Good news from Egypt: President Mohamed Morsi has issued a blanket pardon for all protesters arrested and charged by security forces since the country's revolution last year. This means that revolutionaries, activists, bloggers, artists and an assortment of political prisoners could soon be set free.
The reliable campaigning organisation No Military Trials for Civilians estimates that more than 12,000 Egyptians have been sentenced by military tribunals since the revolution – and as many as 5,000 remain in prison.

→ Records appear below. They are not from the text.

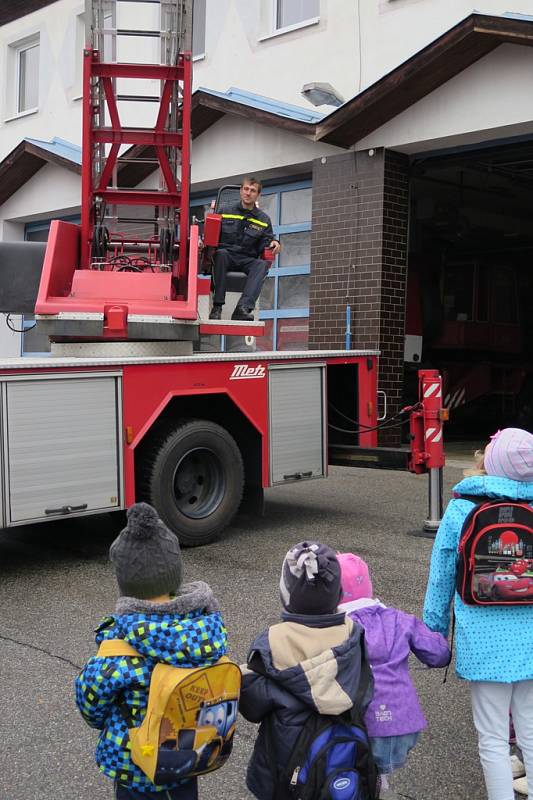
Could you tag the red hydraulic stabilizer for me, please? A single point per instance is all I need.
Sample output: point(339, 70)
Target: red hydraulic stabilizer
point(130, 269)
point(426, 421)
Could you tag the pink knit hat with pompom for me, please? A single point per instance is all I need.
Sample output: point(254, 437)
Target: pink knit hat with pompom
point(355, 578)
point(509, 454)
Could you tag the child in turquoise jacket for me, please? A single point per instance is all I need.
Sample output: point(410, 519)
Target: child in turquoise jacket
point(494, 644)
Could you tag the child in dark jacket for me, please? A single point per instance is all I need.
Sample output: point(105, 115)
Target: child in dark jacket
point(308, 663)
point(394, 718)
point(164, 621)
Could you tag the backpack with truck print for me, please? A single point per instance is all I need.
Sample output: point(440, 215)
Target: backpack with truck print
point(495, 564)
point(190, 717)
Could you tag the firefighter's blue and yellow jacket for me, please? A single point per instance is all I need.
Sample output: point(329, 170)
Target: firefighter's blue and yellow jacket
point(112, 691)
point(244, 231)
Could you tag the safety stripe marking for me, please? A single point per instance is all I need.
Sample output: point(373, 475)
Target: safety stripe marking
point(432, 388)
point(434, 434)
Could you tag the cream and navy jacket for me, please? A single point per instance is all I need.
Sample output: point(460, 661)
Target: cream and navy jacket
point(302, 665)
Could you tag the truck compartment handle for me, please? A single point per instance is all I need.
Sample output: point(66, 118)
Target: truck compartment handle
point(65, 509)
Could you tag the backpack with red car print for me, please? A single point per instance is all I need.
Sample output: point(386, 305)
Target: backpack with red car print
point(495, 564)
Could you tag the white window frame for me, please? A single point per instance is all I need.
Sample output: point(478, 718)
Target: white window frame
point(15, 48)
point(303, 23)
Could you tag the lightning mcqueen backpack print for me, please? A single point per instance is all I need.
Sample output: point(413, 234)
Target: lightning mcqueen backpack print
point(496, 554)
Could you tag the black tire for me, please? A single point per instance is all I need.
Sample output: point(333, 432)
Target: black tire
point(194, 478)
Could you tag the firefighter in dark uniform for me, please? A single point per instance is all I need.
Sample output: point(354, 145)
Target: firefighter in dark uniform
point(246, 232)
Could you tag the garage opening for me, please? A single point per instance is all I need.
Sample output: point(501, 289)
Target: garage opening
point(470, 284)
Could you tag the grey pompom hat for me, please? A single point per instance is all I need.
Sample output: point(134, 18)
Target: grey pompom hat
point(310, 579)
point(146, 555)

Well-known activist Mona Seif, who runs the organisation and whose brother, celebrity blogger Alaa Abd El-Fattah, had been tried by a military court, lauded the decision on Twitter.
The blanket pardon will extend to all protesters, provided they are not guilty of murder, who were arrested between the revolution that ousted Hosni Mubarak last year and the day Morsi took office on 30 June 2012. Many of those to be set free were charged by military courts for challenging the shadowy military council that took power in Mubarak's wake. Soldiers and security personnel arrested for supporting protesters are also to be pardoned.

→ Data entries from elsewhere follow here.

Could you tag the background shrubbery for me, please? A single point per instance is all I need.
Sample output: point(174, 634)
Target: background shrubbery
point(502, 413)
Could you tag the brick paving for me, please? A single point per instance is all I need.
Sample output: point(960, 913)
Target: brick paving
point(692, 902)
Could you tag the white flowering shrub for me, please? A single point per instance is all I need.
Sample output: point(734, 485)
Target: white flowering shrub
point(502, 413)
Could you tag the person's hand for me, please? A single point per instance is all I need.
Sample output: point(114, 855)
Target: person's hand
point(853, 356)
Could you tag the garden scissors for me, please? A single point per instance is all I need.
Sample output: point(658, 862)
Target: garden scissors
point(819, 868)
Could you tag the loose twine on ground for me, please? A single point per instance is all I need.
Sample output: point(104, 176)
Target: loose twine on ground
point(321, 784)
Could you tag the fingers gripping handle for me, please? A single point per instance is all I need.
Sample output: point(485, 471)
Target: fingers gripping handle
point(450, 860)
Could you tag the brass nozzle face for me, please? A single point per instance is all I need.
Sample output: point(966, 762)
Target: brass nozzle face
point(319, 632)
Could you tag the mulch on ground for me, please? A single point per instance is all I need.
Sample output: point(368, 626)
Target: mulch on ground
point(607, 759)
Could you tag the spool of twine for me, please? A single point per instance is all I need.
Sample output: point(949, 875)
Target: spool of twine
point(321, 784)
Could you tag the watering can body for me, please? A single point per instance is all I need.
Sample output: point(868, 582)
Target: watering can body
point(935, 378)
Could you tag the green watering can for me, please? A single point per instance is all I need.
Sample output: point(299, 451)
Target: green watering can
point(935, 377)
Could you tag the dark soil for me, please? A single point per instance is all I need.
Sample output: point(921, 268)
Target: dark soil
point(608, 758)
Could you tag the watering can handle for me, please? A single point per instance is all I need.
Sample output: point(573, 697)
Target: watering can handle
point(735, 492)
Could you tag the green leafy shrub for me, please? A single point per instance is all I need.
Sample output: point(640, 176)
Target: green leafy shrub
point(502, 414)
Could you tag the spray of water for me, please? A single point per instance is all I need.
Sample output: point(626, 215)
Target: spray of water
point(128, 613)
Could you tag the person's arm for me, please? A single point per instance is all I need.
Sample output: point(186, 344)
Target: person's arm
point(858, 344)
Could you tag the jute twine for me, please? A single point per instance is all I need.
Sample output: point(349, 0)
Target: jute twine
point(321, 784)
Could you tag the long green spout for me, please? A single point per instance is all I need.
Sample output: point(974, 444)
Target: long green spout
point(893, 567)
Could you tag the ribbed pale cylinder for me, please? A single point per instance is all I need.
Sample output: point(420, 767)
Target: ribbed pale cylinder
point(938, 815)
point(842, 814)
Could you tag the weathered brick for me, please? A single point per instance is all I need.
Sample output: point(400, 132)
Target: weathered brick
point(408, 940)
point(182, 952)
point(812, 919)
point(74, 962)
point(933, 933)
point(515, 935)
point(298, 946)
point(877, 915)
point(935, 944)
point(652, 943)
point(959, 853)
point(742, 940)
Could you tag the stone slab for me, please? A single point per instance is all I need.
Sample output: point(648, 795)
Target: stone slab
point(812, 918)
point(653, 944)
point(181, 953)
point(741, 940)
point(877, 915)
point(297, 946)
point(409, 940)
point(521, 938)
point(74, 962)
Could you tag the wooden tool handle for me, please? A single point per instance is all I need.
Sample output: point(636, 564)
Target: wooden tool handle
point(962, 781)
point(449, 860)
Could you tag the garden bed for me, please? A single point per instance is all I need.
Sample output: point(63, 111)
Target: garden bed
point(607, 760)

It is not clear exactly how many prisoners Morsi's decree will affect – could be hundreds, could be thousands. What is clear is that not a single nonviolent protester or political prisoner should be left behind bars in the new Egypt.
For many Egyptians, the jury's still out on Morsi's first three months in office. But the president and longtime Muslim Brotherhood leader has done the right thing here. This decree, combined with the replacement of ossified, Mubarak-era generals, has done much to restore civilian control to the Arab world's most populous country.